O Estado descumpriu [a ordem judicial de 1978], a decisão simplesmente não foi cumprida. Na época, a gente também não se atentou a isso.
Como o senhor interpreta a conduta do governo no caso?
O governo é omisso, sim, nesse caso. Hoje existem todas as condições políticas, todo um cenário político favorável para o governo rever essa posição e fazer a reabertura do caso, obedecendo a uma ordem internacional.
Então, como lidar com essa recusa governamental?
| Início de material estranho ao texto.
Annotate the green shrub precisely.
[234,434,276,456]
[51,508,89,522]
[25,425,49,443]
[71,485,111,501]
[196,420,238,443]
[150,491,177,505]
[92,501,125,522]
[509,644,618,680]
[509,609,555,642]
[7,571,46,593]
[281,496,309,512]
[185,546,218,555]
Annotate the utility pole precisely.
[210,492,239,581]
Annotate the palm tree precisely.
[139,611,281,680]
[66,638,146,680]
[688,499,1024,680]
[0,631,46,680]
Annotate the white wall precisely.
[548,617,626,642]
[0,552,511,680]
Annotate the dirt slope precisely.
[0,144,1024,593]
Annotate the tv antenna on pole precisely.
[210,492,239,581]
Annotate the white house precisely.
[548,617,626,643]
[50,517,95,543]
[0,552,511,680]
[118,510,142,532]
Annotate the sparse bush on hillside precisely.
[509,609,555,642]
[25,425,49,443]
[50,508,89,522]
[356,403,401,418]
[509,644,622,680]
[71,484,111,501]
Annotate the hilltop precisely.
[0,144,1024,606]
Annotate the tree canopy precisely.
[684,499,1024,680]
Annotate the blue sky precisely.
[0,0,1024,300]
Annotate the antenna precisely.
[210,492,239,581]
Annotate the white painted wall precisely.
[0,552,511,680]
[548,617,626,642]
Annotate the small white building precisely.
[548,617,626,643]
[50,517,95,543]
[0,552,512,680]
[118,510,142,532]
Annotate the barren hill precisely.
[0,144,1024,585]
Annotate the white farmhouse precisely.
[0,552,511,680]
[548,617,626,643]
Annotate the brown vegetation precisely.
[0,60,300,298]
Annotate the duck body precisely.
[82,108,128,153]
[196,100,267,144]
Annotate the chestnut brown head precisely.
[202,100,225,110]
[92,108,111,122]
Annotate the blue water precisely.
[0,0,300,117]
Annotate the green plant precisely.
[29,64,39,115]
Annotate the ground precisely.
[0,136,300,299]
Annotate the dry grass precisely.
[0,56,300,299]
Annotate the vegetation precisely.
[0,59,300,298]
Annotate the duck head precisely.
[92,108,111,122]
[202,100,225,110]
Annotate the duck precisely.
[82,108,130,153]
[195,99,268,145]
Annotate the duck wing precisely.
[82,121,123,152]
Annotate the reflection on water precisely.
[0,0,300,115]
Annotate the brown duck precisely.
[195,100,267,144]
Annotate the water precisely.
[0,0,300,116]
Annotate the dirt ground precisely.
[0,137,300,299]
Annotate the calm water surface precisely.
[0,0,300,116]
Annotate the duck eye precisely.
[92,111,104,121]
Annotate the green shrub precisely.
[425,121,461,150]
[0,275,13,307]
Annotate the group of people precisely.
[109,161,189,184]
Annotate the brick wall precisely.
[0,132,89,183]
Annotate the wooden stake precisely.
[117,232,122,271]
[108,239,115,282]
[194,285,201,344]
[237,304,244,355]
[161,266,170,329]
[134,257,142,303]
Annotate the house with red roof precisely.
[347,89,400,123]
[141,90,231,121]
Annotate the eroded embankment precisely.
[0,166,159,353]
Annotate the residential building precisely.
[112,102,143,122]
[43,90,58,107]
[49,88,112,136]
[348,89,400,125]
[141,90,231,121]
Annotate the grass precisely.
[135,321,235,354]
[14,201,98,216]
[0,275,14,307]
A Comissão Nacional da Verdade vai procurar informações de coisas que ainda não são conhecidas. Existe um entendimento da Corte Interamericana [de Direitos Humanos da OEA] de que o crime que foi cometido contra o meu pai é um crime contra a humanidade – e esses crimes não prescrevem e não estão sujeitos à Lei da Anistia. Então, a corte interamericana entende que o Brasil tem de investigar. A ponto de abrir um processo judicial. Já a Comissão Nacional da Verdade não tem em seu escopo os poderes e o objetivo de abrir processos no Judiciário.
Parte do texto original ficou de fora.